Eine Obsession ist bildungssprachlich eine mit Besessenheit verfolgte Leidenschaft oder Fixierung auf ein bestimmtes Thema. Im psychologischen Sinne sind Obsessionen Zwangsvorstellungen, also Gedanken, zwanghafte Ideen oder auch Gefühle, von denen jemand ohne eigenes Zutun immer wieder heimgesucht wird und die oft als beängstigend empfunden werden. Der Ursprung des deutschen Begriffs findet sich im lateinischen obsessio (Blockade). „Literarische“ Obsessionen zu untersuchen kann also sehr spannend sein.

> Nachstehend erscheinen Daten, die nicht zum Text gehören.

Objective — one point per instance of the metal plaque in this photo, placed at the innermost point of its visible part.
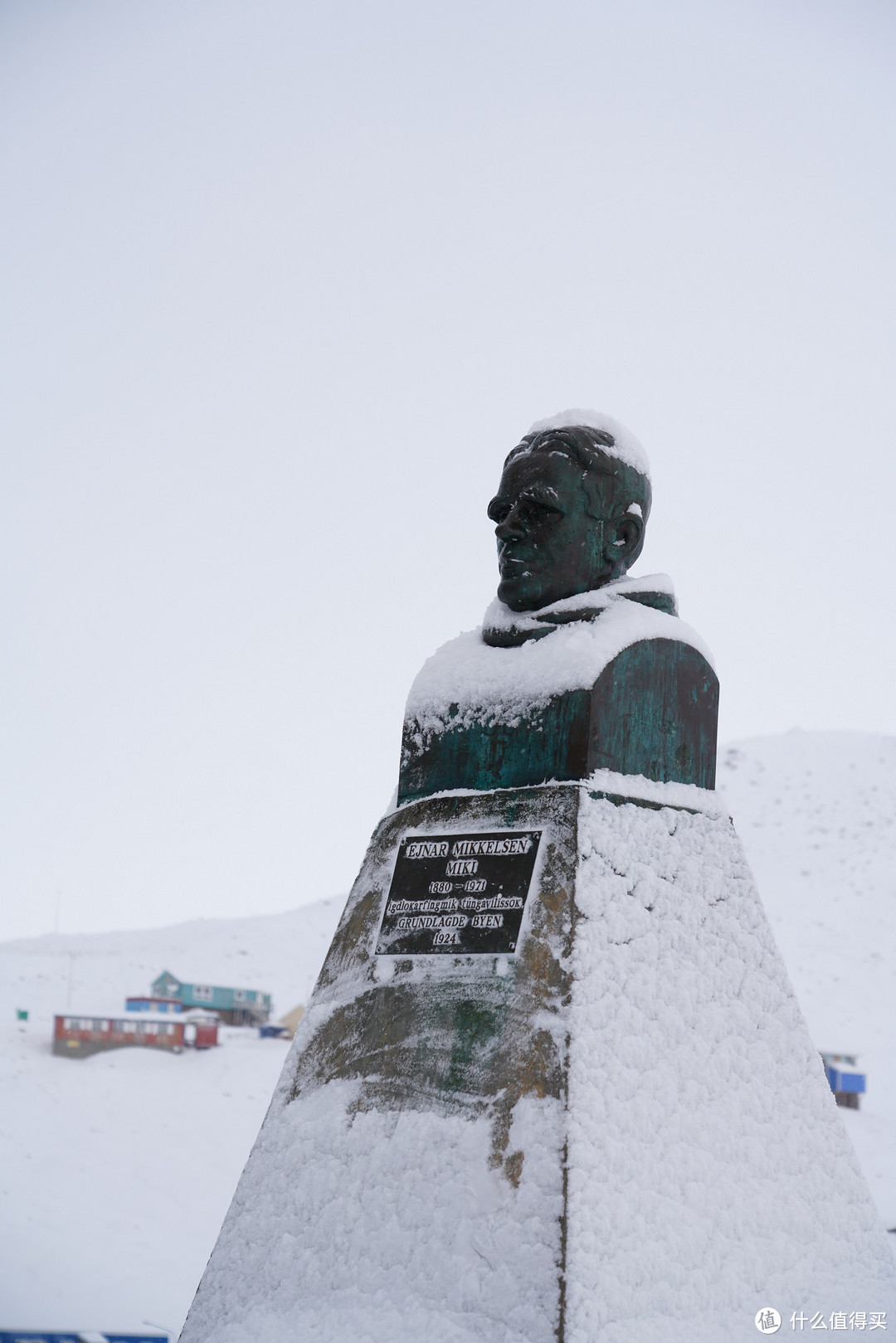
(462, 895)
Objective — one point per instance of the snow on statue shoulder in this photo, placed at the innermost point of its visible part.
(577, 666)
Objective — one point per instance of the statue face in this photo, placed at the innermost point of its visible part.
(548, 547)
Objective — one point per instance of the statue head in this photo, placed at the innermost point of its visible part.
(570, 511)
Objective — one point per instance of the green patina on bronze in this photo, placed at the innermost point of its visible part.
(652, 711)
(570, 518)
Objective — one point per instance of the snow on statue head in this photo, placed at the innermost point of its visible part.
(570, 511)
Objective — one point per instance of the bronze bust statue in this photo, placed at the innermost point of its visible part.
(570, 516)
(578, 666)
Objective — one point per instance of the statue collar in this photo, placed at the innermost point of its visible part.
(507, 629)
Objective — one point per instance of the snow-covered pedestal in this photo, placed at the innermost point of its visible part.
(617, 1131)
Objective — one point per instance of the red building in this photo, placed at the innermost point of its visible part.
(78, 1037)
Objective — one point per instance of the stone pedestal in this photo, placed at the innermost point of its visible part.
(598, 1123)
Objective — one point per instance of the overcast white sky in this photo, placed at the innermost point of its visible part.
(282, 282)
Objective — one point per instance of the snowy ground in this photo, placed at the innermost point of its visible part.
(116, 1171)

Auf ihm laste ein „verordnetes Lebenswerk“, diesen Satz notiert Walter Kempowski in sein Tagebuch, da gebe es kein „Wenn und Aber.“ Er bezieht sich mit diesen bekenntnishaft anmutenden Worten auf den ungeheuerlichen Anspruch, der sein schriftstellerisches Selbstverständnis seit jeher und grundlegend bestimmt – der Anspruch nämlich, mit dem aus Romanen, Tagebüchern und monumentalen historischen Textcollagen zusammengesetzten Werk die historische Schuld der Deutschen im Nationalsozialismus zu tragen. (Kai Sina)

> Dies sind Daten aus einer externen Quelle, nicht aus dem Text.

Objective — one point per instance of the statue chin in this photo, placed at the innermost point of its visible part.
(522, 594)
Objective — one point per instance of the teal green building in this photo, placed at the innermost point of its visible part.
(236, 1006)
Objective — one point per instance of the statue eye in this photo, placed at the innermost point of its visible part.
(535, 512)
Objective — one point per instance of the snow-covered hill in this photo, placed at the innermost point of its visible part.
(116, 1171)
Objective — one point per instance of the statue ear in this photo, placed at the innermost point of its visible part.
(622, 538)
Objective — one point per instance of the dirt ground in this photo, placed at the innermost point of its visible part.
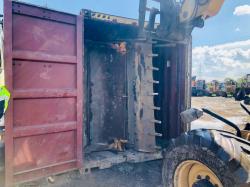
(226, 107)
(147, 174)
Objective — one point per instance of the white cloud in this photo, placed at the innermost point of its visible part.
(242, 10)
(237, 29)
(221, 61)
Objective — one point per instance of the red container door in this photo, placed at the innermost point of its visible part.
(43, 71)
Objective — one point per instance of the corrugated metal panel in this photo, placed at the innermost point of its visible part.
(43, 71)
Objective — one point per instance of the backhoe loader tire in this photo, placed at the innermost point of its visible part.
(206, 147)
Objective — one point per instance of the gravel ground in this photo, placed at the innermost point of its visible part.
(147, 174)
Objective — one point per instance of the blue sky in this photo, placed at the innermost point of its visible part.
(218, 30)
(218, 47)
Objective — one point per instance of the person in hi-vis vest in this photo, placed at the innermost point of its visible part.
(4, 101)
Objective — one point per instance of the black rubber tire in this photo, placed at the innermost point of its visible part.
(201, 145)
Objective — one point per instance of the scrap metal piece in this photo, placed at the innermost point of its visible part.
(190, 115)
(118, 144)
(144, 99)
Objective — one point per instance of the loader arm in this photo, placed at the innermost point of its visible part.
(177, 19)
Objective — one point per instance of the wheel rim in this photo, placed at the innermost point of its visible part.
(191, 172)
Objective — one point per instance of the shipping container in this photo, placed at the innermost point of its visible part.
(85, 85)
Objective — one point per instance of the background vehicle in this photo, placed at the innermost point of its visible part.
(84, 87)
(199, 88)
(244, 89)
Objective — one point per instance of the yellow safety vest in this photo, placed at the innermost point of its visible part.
(4, 95)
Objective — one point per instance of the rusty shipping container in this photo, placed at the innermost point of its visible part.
(79, 83)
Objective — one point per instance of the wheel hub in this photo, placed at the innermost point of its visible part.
(192, 173)
(203, 183)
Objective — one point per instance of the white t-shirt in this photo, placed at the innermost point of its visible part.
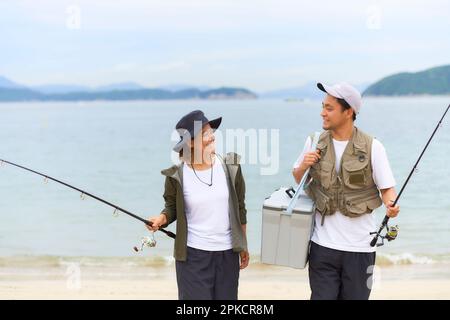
(340, 232)
(206, 209)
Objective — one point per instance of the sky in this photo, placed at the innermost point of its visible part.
(257, 44)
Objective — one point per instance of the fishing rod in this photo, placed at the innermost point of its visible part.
(391, 232)
(146, 241)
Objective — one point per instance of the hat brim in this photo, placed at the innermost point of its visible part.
(214, 124)
(329, 90)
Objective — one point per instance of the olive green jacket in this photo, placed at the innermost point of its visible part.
(174, 204)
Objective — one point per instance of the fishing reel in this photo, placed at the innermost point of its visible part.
(391, 234)
(149, 242)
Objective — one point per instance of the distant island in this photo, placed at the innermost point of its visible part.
(434, 81)
(11, 92)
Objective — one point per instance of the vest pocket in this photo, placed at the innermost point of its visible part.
(355, 174)
(326, 174)
(358, 207)
(322, 203)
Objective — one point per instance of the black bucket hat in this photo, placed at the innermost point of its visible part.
(188, 130)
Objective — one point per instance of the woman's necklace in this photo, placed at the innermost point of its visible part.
(212, 169)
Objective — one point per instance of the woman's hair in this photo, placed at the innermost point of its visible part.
(346, 106)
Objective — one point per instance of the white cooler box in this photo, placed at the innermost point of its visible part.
(286, 237)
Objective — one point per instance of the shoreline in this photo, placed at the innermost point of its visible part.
(259, 282)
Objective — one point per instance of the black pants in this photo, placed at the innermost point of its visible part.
(208, 275)
(340, 275)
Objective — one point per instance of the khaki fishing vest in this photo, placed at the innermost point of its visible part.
(352, 191)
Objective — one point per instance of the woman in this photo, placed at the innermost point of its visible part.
(205, 195)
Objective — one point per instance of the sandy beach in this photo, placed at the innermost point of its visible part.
(157, 281)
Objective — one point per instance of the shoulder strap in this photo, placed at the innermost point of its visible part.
(299, 189)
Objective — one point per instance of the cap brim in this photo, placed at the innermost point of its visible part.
(329, 90)
(215, 123)
(179, 146)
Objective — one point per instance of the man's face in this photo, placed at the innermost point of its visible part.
(333, 114)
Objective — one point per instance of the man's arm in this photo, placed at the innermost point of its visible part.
(388, 196)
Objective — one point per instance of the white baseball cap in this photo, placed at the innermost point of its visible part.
(343, 91)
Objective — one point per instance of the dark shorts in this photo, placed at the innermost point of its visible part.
(340, 275)
(208, 275)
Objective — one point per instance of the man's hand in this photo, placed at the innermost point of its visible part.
(391, 211)
(157, 222)
(309, 159)
(245, 257)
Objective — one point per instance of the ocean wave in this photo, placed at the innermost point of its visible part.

Eine wissenschaftliche Tagung am Institut für Germanistik wird sich im Juli 2026 mit diesem Themenfeld diskursiv auseinandersetzen. Als professioneller und öffentlicher „Sidekick“ und unter Bezug und Anlehnung an den literarischen Anspruch eines Walter Kempowskis sollen Autor*innen eingeladen werden, die jeweils eine literarische Obsession im kempowskischen Sinne „ausleben“: Archiv, Recherche, Lebensthema.